State legislators are opportunists on UNM sports cuts
In the “Land of Mañana,” it was appropriate that the community demonstrated its support of the soon-to-be-cut sports at the University of New Mexico at the 11th hour.
As encouraging as it was to see state legislators and other government leaders speak up in support of men’s soccer, skiing, beach volleyball and women’s diving at Friday’s do-over board of regents meeting, their actions raised a question.
Where were you?
It’s not like the UNM athletic department cloaked its decision to cut sports until the last minute. Now, it certainly didn’t let those programs know their fates until the day before the ill-fated, and poorly coordinated July 18 regents meeting, but anyone who followed the travails of the athletic department for the past few years knew the end game. UNM President Garnett Stokes made it clear that athletic programs would be cut, so no one should have feigned shock or surprise at the decision.
Still, Friday’s public forum was an exercise, not of futility, but of convenience. It was convenient for leaders to let the regents know that these cuts could have been avoided if they just communicated with them — as if this was all news to them.
UNM’s athletic department was fiscally negligent under former AD Paul Krebs, having accrued budget deficits in eight of 10 years. When Krebs resigned in June 2017, it was clear that the next AD’s job was to clean up the mess and balance the checkbook.

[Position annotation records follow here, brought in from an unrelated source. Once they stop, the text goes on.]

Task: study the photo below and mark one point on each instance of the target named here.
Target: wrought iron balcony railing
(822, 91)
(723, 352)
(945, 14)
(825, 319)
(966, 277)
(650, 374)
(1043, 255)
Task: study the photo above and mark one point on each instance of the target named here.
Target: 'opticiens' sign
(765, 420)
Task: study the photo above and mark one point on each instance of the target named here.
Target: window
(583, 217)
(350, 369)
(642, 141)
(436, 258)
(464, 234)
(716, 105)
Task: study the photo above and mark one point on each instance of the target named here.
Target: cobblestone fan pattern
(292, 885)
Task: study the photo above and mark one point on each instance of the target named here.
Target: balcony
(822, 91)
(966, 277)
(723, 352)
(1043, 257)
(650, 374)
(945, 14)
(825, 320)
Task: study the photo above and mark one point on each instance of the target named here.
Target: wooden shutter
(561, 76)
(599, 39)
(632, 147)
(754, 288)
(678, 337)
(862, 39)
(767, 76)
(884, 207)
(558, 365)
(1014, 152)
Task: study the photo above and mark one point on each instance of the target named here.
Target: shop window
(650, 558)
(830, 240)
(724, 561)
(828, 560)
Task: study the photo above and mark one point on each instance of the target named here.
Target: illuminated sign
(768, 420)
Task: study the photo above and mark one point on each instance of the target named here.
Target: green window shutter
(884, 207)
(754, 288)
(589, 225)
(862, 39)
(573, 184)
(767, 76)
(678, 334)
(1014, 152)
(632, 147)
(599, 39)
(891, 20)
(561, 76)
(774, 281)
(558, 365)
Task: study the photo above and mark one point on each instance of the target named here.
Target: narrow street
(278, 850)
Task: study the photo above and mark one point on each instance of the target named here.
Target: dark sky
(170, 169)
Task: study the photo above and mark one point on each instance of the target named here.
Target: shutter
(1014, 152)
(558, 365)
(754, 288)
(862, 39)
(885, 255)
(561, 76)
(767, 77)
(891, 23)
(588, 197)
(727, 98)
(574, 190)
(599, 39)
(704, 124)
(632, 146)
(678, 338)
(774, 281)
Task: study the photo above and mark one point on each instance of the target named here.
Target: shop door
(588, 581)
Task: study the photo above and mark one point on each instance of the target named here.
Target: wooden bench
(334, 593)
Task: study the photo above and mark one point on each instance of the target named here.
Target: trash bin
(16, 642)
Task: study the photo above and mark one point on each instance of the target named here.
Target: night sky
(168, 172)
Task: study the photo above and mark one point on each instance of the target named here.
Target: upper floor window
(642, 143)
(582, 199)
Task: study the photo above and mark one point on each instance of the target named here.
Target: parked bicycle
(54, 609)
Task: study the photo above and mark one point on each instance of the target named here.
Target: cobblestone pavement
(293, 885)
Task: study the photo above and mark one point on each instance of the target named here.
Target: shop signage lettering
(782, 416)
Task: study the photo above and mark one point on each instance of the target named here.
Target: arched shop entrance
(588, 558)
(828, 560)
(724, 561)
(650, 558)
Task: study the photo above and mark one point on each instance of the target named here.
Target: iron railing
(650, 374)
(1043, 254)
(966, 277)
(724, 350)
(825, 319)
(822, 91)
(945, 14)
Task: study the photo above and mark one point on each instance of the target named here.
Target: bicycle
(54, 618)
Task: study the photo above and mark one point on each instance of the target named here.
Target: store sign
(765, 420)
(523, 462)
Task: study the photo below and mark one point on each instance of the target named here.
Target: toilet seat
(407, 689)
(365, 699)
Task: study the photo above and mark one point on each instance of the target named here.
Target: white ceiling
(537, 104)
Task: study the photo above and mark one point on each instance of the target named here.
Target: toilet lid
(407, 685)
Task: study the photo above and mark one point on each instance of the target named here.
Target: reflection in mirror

All of this happened in the backdrop of the state government’s struggling revenues (until recently), so to ask the Legislature to rescue UNM athletics was moot. If it had, could you imagine the uproar?
For legislators to come forward and suggest they could have come up with a better solution than cutting sports is disingenuous at best, and pandering to their constituents at worst. They had time to do it. They didn’t care enough to take action until it was too late, and the howling from the public was too loud to ignore.
There was time during the 2018 legislative session, but nothing happened.
There was time last September, when Eddie Nuñez was hired as AD/hatchet man, but the silence was deafening.
Dialogue is not a one-way street. Judging from the comments of legislators, the communication from UNM’s side wasn’t much better, but it’s too late to play the blame game. It is time, though, to build relationships that might benefit everybody. Only time will tell if that occurs.
If we want to parse how UNM went about trying to balance its budget going forward, there is definitely room for debate. Are there better plans that could have helped the athletic department achieve its goal of meeting its budget? Probably.
Was this the worst plan the university picked? No.
It was merely the most convenient plan, because nobody spoke up when there was time for a better solution.
In the “Land of Mañana,” though, it’s just business as usual.